Tact training for better health

Michelle Slater

Gippsland healthcare providers will be trained to tactfully tell their clients how to make healthy lifestyle changes in a new program being developed especially for the region.

Latrobe Community Health Service has received a $125,000 Foundation for Rural and Regional Renewal grant to develop a regionally-specific program, which should be running by October.

Dubbed the Telkaya Project – an Indigenous word meaning ‘to improve’ – it will be also rolled out at the Ramahyuck District Aboriginal Corporation and Gippsland Lakes Community Health Service.

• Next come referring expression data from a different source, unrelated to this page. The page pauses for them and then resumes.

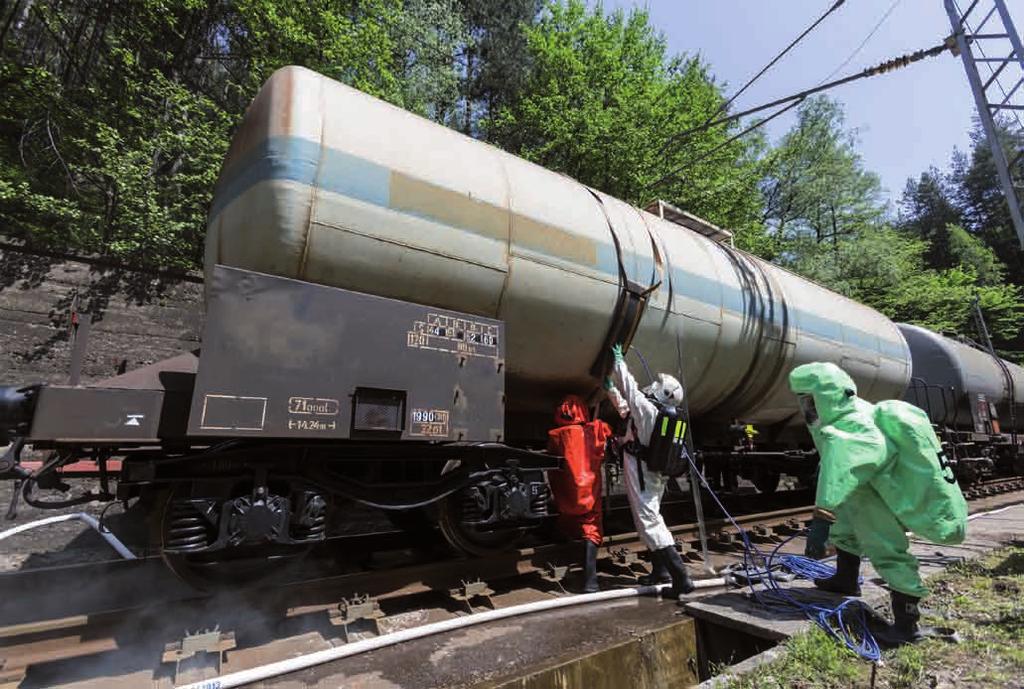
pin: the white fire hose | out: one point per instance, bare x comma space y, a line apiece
261, 673
77, 516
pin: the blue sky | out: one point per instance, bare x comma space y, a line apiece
907, 120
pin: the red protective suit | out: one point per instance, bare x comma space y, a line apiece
578, 487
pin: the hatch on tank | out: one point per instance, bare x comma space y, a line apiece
667, 211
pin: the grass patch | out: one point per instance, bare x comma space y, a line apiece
982, 599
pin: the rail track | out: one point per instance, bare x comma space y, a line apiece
138, 621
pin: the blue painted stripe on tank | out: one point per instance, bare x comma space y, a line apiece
297, 160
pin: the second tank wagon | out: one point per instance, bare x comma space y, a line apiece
392, 310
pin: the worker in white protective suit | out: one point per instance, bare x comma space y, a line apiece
644, 486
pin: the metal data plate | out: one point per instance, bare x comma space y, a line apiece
287, 358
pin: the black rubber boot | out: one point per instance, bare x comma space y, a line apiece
904, 629
590, 567
844, 582
681, 583
658, 571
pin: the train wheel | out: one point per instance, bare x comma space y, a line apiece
182, 528
452, 513
468, 539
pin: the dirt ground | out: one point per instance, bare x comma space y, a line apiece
982, 600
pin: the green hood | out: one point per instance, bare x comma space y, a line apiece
833, 389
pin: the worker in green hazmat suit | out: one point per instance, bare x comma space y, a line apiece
881, 473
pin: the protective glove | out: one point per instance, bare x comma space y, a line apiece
817, 534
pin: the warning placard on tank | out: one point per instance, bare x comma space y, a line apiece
460, 336
429, 423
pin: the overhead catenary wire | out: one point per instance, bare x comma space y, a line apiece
870, 34
880, 69
725, 103
707, 155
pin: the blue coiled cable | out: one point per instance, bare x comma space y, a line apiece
847, 621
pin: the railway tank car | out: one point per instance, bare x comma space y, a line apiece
392, 309
329, 185
973, 398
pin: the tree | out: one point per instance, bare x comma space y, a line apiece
429, 34
495, 57
887, 269
981, 200
929, 212
115, 117
600, 100
814, 185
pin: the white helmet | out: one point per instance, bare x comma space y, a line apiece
666, 390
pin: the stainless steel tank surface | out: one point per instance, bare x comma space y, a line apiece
948, 376
327, 184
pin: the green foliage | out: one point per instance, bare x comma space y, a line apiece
814, 183
887, 269
115, 118
601, 98
980, 199
495, 59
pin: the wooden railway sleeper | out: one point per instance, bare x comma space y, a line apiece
351, 611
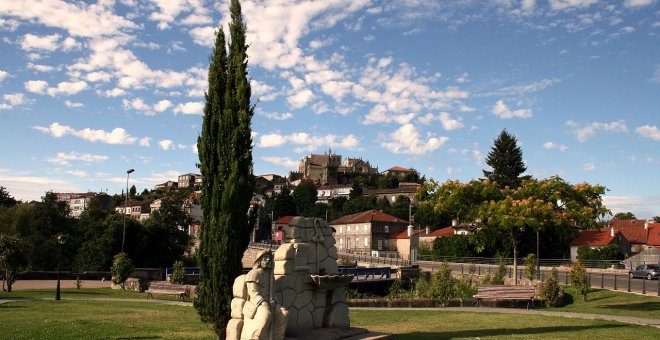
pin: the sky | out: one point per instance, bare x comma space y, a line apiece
91, 89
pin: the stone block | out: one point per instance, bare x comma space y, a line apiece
303, 299
240, 289
283, 268
317, 316
285, 252
305, 320
319, 298
237, 308
288, 297
234, 327
337, 316
330, 266
338, 296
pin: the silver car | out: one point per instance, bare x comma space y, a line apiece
647, 271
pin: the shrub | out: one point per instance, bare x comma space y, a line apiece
530, 267
579, 279
122, 267
178, 276
550, 293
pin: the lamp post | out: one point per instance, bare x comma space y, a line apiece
123, 234
61, 239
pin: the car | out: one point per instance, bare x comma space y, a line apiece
646, 271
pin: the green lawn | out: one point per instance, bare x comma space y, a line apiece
30, 319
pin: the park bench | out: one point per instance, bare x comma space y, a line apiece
164, 288
510, 293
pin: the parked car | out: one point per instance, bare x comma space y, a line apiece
647, 271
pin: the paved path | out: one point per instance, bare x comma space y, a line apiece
625, 319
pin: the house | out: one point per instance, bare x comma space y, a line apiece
368, 233
407, 189
188, 180
278, 228
599, 238
398, 171
635, 231
139, 210
78, 202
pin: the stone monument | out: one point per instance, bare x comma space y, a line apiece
304, 295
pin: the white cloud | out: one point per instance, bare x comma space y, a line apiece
69, 103
116, 136
501, 110
166, 144
190, 108
284, 162
407, 140
589, 167
63, 158
306, 142
46, 43
300, 99
648, 131
570, 4
583, 133
637, 3
36, 86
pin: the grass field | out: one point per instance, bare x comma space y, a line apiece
28, 318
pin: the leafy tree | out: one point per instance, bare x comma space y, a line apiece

The program will train nurses, allied health providers and Aboriginal health workers to have three-minute conversations offering advice about smoking, alcohol, physical activity or nutrition.

The aim is to engage with clients during routine appointments and clinicians will be trained to speak to Indigenous people in culturally-sensitive ways.

Ramahyuck chief executive David Morgan said Gippsland had higher rates than the state average for smoking, alcohol and lower physical activity, which affected both Aboriginal and non-Aboriginal people.

“The training will be developed so clinicians and doctors can bring it up in a non-confrontational manner,” Mr Morgan said.

“People will receive this training and advise people in a culturally-appropriate way.”

LCHS resident researcher Karen Missen said healthcare providers would then be able to refer clients to specialist services to take the next step.

“This is not about nagging them, it’s about having a discussion about better health alternatives,” Dr Missen said.

“Evidence suggests that opportunistic, very brief advice from a primary healthcare professional can encourage people to access support services or make lifestyle changes in relation to their smoking, alcohol use, exercise and healthy eating.”

Dr Missen said the program would be designed with the community and clinicians through a series of focus groups to discuss an approach.

“We need clients to tell us what works so we are not putting them offside so they will never come back,” she said.

“This is why we need this co-design to see what will really work.”